Background The recognition of food as the trigger of attacks occurs in approximately 25% of individuals with migraine. However, differentiating migraine food triggers and prodrome symptoms is still a challenge.

Objective To understand the association of clinical characteristics of migraine with food triggers and to identify predictors of food triggers.

Methods Patients with migraine diagnosed according to the criteria of the third edition of the International Classification of Headache Disorders (ICHD-3) were evaluated for the presence or absence of food triggers.

Results In total, 502 patients with migraine were investigated, and they were divided into two groups: those with food triggers (58.4%) and those without food triggers (41.6%).
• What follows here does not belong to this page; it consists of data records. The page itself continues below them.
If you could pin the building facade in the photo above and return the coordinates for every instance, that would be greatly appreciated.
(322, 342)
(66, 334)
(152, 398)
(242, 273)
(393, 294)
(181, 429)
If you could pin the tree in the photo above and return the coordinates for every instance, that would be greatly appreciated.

The main food triggers were alcohol (44%), chocolate (42%), cheese (27.7%), excess carbohydrates (27.7%), coffee (21.8%), cold cuts (16%), and citrus fruits (11.9%). Aura and excessive use of analgesics were more frequent among patients with food triggers (p = 0.022). Photophobia and osmophobia were associated with the presence of a food trigger (p < 0.001). There was a greater impact of migraine in the presence of food triggers (p = 0.002). Through binary logistic regression, we identified clinical predictors of food triggers, such as photophobia and osmophobia.

Conclusion The presence of a food trigger was significantly associated with photophobia and osmophobia. Osmophobia might be another mechanism by which patients perceive foods as triggers for their migraine attacks.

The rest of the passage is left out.